The Unknown: The Blue Line.
  A: Well, should we have a drink, gentlemen?

W: You know what time it is?

(We walk into the Green Mill)

A: 5:20, if that clock is correct.

(William talks about we probably won’t go to the Hancock, which Scott would really like to get some shots of them there in the restaurant at the top, from which great views of the skyline are afforded. William has to return to Urbana for his radio show, and we’re clearly running late. Adam talks to Dave, the owner.)

A: Is it true that Al Capone used to own this this joint at one time?

OWNER: No. No, he hung out here, but Machine Gun Jack owned it. He worked for Al Capone.

A: Oh, okay, right.

OWNER: It’s true that he hung out here all the time, but he never owned it. Machine Gun Jack owned 25% of it, during Prohibition.

A: Right, right.

OWNER: So, that’s the official scoop. Cocktails?

S: I’ll have a Jameson’s on the rocks.

W: I’ll have a . . . draft beer. What ya got?

OWNER: Schlitz, Bells, Guinness.

W: Bells.

D: Guinness, or you know what I’ll have a Bells. Guinness sounds a little heavy right now.

OWNER: You wanted Bells.

W: Yeah.

OWNER: And what’d you want?

D: I’ll have a Bell’s, a Coke, and a glass of ice water, please.



A: So have you ever been in a slam here, Scott?

S: I actually read here a couple times when I lived out here.

W: I’ve only been in a slam at Weeds.

S: Slams are alright, I don’t know, but once you start taking yourself seriously as a writer, it’s hard to do.

A: I’ve seen some pretty good people at the slams though. I’ve seen some really good poets.

S: Yeah. I have too but—

A: I’ve seen some really bad poets as well.

S: It’s really more of a performance thing though, than a—like Dirk at a slam would be—although actually Dirk I’ve seen him do some performance type stuff, but most of his stuff wouldn’t translate real well into a slam environment. Or William’s poetry for that matter.

W: I don’t know.

(We drift into a conversation about Cannibal Cheerleaders on Crack. An offensive play William hated when we saw it. It was a pretty bad production.)

S: William is a conservative, actually. He comes from the country, ah, South Carolina.

A: You don’t say?

S: He was on the ah, Jesse Helmes re-election campaign.

W: The good old days, when people tried to make plays about things. Content.

A: The good old days.

S: You want content in plays?

W: Yes.

S: What the hell is that? We’re all about spectacle, man. Why else would we be the kind of people who plant grass with kids, at the same time as we’re writing a hypertext novel that’s almost sure to be damaging to the youth of America? Because of all the drug references.

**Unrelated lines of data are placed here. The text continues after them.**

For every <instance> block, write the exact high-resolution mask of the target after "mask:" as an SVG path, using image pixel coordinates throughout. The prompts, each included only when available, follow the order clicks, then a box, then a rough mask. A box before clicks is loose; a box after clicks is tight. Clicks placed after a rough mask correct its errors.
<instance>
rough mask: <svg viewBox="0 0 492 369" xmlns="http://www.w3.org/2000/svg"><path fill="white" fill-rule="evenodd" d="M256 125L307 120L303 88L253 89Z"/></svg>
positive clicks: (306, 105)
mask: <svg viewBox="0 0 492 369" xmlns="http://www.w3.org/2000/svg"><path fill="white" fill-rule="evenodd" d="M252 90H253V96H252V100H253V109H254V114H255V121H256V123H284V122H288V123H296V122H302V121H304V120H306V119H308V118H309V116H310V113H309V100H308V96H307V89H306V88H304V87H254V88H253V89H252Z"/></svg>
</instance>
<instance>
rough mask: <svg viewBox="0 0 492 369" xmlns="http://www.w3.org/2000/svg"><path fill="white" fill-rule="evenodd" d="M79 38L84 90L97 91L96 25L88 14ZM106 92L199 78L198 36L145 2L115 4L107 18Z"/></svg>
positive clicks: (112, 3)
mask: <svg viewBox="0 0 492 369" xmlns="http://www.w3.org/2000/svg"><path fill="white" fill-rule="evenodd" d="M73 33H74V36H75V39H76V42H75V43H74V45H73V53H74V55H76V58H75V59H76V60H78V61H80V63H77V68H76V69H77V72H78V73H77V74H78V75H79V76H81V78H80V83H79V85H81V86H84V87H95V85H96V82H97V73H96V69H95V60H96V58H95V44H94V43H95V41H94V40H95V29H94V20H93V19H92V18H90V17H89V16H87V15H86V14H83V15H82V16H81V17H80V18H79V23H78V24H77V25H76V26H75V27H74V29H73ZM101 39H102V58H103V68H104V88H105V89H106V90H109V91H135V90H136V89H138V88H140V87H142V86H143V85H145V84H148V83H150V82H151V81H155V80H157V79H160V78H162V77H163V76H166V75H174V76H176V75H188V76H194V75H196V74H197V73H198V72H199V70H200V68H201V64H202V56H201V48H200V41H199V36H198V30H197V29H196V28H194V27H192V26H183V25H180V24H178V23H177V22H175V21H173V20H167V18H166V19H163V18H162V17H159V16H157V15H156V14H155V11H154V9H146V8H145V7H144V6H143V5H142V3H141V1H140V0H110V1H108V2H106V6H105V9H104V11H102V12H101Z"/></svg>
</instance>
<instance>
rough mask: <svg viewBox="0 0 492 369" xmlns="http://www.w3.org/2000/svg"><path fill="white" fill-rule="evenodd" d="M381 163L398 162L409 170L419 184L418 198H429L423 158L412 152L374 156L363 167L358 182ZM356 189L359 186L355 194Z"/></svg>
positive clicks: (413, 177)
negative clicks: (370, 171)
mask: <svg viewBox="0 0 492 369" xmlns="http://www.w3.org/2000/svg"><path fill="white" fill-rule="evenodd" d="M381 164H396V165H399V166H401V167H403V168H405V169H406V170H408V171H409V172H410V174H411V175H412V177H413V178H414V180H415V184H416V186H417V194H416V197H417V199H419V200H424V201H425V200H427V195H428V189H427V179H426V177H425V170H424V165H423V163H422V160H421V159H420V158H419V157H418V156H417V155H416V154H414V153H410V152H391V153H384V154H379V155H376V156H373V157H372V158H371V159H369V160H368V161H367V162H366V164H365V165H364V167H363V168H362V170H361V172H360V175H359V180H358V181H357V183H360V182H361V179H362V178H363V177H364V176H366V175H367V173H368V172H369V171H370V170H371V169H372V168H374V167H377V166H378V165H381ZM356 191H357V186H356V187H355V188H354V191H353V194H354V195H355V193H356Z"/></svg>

W: We can use BBEdit to go back and replace the drug references with health foods, can’t we?

S: Yeah, but that would be selling out, man. We don’t wanta do do that.

W: I think if we can apply the concept of selling out to something that’s distributed worldwide electronically for free, then we’ve probably already sold out. By the sheer arrogance of many of, most, pretty much all, of the pages.

S: Yeah. It’s pretty much sold out. It is pretty much about turning us into, uh, Millennial literary superstars, which is kinda self-indulgent.

A: Well, it’s all a hype factor. I mean ultimately in the United States now it seems like the cult of personality wins out over trying to doing something the hard way. Ultimately it’s the people who hype themselves up the best, you know, are the one’s who come out on top. It’s bizarre.

W: You’ve put your finger on the heart of our project. We’ve been—

A: You’ve gotta do it.

W: We’ve been writing well-done stories for years and years, now it’s time to work on hype.

A: Work the system.

S: Rebuild the system, really, is ultimately what we’re trying to do.

(The hour has grown very late. It is nearly certain that William will miss his radio show. We talk for a while about hats. We discuss the real reasons William doesn’t like William T. Vollman. Somehow we get into a long discussion of Krass-Mueller’s work, from The Dust-Buster of Anarchy to the little things he’s published since In Cold Jest. Dirk pretty well unpacks the whole corpus, and we debate his conclusions. We speculate, accurately, on what Krass-Mueller will next publish, and how the whole media blitzkrieg has affected the eccentric young author. But this was a long and convoluted conversation that most people would have zero interest in reading. We eventually get out of the bar, and pose for one more shot before we head back to my house, and the boys head out of town. Goldblatt’s.)